It seems to me the argument Brussels is trying to run very simplistically is this. If AZ contracted to supply the UK with 100 vaccines amd in another contract Europe with 100, but for some reason the UK is getting its hundred, but Europe 50, then the total production should be split 75 each. They then appear to be saying because we can control the European production we will restrict as best we can where the production goes to achieve as close as we can to force this split.

Of course this is argued as a contractual issue between the Commission and AZ, without a direct admission that the consequence to one of AZs contracts is a direct impact on others. In short if you wont honour the contract with us, then nor should you honour your contracts with anyone else.

Unfortunately it is being seen as bully boy tactics by many both in the UK and Europe, but the politicians in Europes backs are to the wall.

There is fortunately a huge stream of vaccine coming on stream, and whatever else, it may be a good time to de-escalate, for everyone to hold their nerve, and in the coming months I suspect the problem will solve itself. It surely is not the time to be clutching at straws with inflamatory factory inspections and already calling into doubt the agreement with NI. It is certainly a time for carm and holding nerves and Macron and other European leaders would be better leaving it to the Commission.

Last Edited by Fuji_Abound at 29 Jan 23:43

The following may provide a minor diversion from European vaccine politics

The third person I’ve known personally to have had CV is (for sure) my wife, and the fourth might be me! Well over a week ago she had a mildly elevated temperature one evening, then bought a rapid test at one of the local urgent care clinics the next morning with a negative test result. Then after having an ongoing runny nose and discussing it in a video consultation with our (real) doctor, she got retested today at our main provider’s drive-thru (the back of throat sample test) and this afternoon the result came back positive. Her symptoms have 90% gone by now (maybe a slight loss of taste, she’s noncommittal) so she’ll wait out the days of quarantine remaining since the onset of symptoms etc and she’ll be done. Prior to her symptoms we had substantial indications that she’d come into contact with CV, hence the video discussion with our doctor after a negative initial test result and only mild continued symptoms, and with that in mind we’ve both been careful to avoid contact with others since.

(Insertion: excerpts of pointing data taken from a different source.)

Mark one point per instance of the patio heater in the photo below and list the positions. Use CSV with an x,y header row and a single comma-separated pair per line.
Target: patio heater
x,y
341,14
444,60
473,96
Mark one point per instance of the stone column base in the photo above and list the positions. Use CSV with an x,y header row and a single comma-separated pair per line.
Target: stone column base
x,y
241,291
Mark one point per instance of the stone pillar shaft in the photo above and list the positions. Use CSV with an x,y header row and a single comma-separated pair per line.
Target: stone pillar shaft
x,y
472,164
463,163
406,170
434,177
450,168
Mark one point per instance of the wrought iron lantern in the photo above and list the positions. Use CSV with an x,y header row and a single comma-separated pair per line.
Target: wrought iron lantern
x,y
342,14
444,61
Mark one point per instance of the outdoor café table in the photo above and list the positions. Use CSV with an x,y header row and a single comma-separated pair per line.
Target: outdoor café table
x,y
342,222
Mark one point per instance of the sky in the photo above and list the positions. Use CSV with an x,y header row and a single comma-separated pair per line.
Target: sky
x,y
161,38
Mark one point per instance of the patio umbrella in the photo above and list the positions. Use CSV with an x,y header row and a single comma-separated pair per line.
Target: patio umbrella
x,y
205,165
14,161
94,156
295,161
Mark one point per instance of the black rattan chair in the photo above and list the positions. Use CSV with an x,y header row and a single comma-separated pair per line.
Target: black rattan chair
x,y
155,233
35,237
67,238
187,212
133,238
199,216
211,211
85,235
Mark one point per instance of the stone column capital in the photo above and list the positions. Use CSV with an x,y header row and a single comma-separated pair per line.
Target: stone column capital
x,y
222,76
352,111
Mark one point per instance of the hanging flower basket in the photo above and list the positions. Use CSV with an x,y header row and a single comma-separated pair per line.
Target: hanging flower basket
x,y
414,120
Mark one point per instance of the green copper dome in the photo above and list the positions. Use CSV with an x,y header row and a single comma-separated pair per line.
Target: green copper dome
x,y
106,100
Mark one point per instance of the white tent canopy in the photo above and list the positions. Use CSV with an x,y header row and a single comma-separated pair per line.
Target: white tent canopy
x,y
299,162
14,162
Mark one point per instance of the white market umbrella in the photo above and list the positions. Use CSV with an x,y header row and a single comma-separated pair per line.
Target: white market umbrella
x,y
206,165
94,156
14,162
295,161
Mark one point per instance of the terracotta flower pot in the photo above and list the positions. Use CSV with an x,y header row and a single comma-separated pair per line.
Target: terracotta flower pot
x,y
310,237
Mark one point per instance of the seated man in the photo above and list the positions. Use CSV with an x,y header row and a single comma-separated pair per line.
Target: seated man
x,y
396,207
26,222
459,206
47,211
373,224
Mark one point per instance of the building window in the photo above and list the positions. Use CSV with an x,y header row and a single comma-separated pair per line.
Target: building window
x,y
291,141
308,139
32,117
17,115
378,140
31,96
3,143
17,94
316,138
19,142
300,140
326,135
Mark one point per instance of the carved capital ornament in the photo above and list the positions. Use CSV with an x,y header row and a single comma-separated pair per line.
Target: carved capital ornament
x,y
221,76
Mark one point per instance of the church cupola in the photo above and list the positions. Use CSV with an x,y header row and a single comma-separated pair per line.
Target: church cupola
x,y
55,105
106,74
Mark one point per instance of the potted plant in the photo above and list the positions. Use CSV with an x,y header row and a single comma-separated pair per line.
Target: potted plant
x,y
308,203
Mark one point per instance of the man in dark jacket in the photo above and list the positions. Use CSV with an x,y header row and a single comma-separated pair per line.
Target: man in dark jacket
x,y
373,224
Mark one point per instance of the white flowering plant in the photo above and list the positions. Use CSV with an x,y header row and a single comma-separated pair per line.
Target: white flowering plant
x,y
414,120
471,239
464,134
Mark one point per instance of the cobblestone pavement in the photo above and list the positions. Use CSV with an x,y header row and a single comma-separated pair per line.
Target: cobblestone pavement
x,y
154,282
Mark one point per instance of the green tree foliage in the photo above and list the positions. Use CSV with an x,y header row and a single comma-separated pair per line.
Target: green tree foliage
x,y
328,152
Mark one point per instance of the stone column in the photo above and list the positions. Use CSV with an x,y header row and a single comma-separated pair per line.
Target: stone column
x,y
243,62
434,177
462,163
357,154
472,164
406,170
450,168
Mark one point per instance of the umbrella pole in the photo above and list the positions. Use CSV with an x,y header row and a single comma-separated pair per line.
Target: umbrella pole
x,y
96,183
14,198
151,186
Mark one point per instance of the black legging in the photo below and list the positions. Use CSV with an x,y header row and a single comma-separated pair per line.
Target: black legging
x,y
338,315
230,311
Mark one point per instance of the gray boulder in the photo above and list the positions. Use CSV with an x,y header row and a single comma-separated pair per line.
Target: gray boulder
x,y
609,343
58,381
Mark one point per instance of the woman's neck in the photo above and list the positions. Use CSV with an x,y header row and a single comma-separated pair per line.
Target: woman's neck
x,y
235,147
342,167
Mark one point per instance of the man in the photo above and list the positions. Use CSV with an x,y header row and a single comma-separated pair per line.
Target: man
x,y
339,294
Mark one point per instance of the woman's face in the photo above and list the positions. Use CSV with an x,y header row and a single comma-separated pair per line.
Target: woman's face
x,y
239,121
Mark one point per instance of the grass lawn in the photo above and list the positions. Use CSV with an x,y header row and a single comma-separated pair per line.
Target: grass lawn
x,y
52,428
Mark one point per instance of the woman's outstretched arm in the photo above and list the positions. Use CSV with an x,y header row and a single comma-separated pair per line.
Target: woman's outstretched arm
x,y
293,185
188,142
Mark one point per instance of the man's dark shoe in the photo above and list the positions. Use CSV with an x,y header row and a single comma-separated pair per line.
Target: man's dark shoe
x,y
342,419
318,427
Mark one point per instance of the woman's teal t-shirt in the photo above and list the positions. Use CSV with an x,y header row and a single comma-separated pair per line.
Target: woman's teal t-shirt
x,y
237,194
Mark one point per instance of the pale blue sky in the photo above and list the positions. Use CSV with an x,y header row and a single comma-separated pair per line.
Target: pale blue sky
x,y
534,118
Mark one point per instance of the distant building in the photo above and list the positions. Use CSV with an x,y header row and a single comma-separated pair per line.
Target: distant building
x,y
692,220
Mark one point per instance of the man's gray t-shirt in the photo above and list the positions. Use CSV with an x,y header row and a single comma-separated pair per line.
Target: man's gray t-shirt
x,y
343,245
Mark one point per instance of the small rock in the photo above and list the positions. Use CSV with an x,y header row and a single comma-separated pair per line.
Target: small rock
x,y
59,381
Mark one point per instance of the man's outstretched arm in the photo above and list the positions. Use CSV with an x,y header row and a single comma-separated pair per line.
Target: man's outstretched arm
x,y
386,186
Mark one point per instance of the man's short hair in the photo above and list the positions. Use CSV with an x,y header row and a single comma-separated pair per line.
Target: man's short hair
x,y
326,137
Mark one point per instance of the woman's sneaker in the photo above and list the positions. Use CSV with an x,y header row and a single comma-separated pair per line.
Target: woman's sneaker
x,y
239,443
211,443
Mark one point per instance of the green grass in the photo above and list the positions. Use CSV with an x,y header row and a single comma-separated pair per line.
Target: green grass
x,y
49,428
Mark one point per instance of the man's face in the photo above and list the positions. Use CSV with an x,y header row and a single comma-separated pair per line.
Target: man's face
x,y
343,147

I think it’s very likely I caught it from her. Obviously we’re normally together all the time and I had a mild sore throat a day after her temperature, then a junior version of the same runny nose. Nothing more and 100% gone now but enough to notice if you were paying attention. Based on the circumstance I’ll have to continue staying away from others for a few days per protocol, but I’ve got plenty of paid time off saved. I’ll have time to prepare my tax returns this year.

My parents, both in their early 90s, have had their first Pfizer injection here in the US and have appointments for their second. No adverse reactions noted.

Back to European vaccine politics at your discretion.

Last Edited by Silvaire at 30 Jan 04:10

Glad that you and your wife are two of the 80 percent with mild symptoms only, and not of the 1-2 that die, and that you are doing the sensible thing not to expose others. And I continue to hope that these percentages are off because a large number of asymptomatic and undiagnosed cases, although the evidence appears to show otherwise.

Please see the following questions as curious, not “gotcha”. As you know my opinion is somewhere in the middle and perhaps closer to yours than others.

Did the fact that you did not avoid infection change your view that people can look after themselves well enough? Or did you expect to get it eventually and were happy with that risk?

Do you think that others in your position will do what you do and decide to protect others, or continue to go out and about?

Biggin Hill

Good to hear about your and your wife’s mild case Silvaire!

The Brussels action seems to have achieved what nobody else has managed to do since Ireland was formed geologically i.e. unite the 173 distinct political parties there.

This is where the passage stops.